Note: Just be sure to give your setup more than the minimum required HDD space, because, once you get comfortable, it can get tight real quick.

trueheart78 wrote:

Note: Just be sure to give your setup more than the minimum required HDD space, because, once you get comfortable, it can get tight real quick.

I always put on the dynamic sizing option, and then also select two or three times the minimum recommendation.

I've never used VirtualBox, but with VMWare, dynamic-sized disks are extremely slow. The single biggest performance tip I know for a VMWare image is to pre-allocate your disk space, ideally as a single file. With dynamic disks, most VMs will feel very sluggish, but with preallocated, it will feel almost native most of the time.

That'll give you about 20 megs/second, which is fine for normal use... if you're in a very heavy I/O situation, you can set a disk to 'persistent mode', which is where VMWare doesn't save any undo information; if the VM writes to disk, it's instantly and permanently committed. That improves I/O a fair bit, but I forget by how much.

I don't usually find VM state snapshot and rollback all that interesting a feature for my own use, so I prefer the speedup of persistent disks.

Just a note that the free, self-paced edX course, LFS101x: Introduction to Linux, is now available.

I put Mint XFCE on an HP-110 netbook last weekend. It had gotten a nasty virus that even messed up the recovery partition. Option 1 was to order a boot stick from HP, or just go with linux.

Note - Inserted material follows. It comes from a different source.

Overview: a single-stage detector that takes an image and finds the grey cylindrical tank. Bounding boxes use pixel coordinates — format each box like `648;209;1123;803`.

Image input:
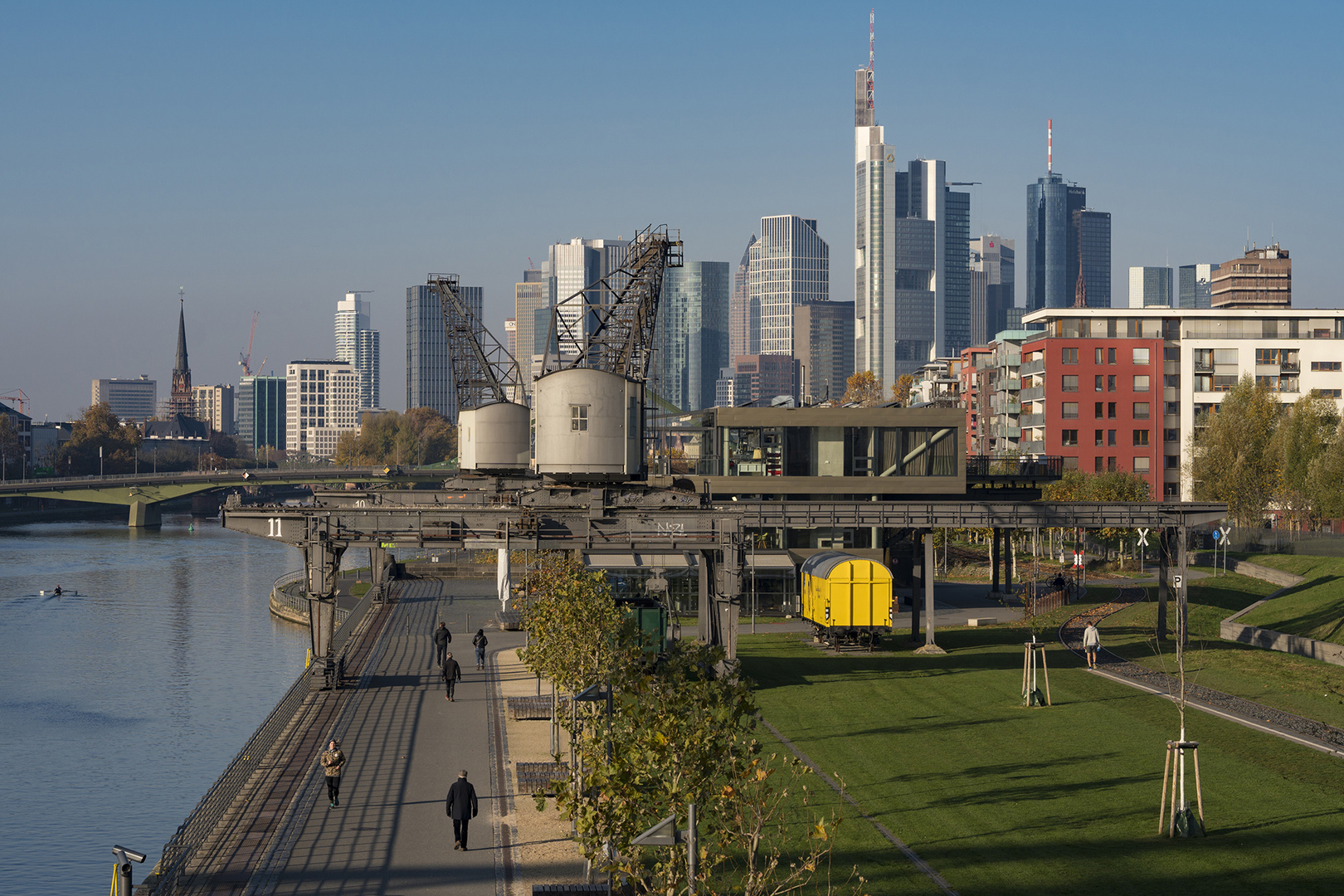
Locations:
457;402;533;471
533;367;644;478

Compared to Windows 7 Starter, the smaller Mint install was more responsive and I couldn't believe Mint's USB transfer rate compared to W7. I put 8GB of backup pics/docs on a thumb drive because Samba was being a pain in the ass (trying to share a network drive with W7). Full W7 with an intel Xeon quad core, 8GB of Ram, took 20-30 minutes to load an 8GB flash drive.... Linux Mint XFCE on a NETBOOK copied it to the 5200RPM Sata in 10 minutes...

I was so pissed at windows explorer lol. Seriously though... I spent 3 hours trying to get Samba to explore the network and it kept asking me for a password to access "workgroup". I tried 3 different samba conf templates from Mint's forums. I did read the default file explorer in Mint didn't work right with network shares.

I knew enough about linux networking to turn Ubuntu into a video streamer for home security using VLC and a webcam, but I couldn't get Mint to find a shared folder.

trueheart78 wrote:

Just a note that the free, self-paced edX course, LFS101x: Introduction to Linux, is now available.

I thought it was supposed to have started. I wonder if I missed my email. They sent me the one for the preparation doc.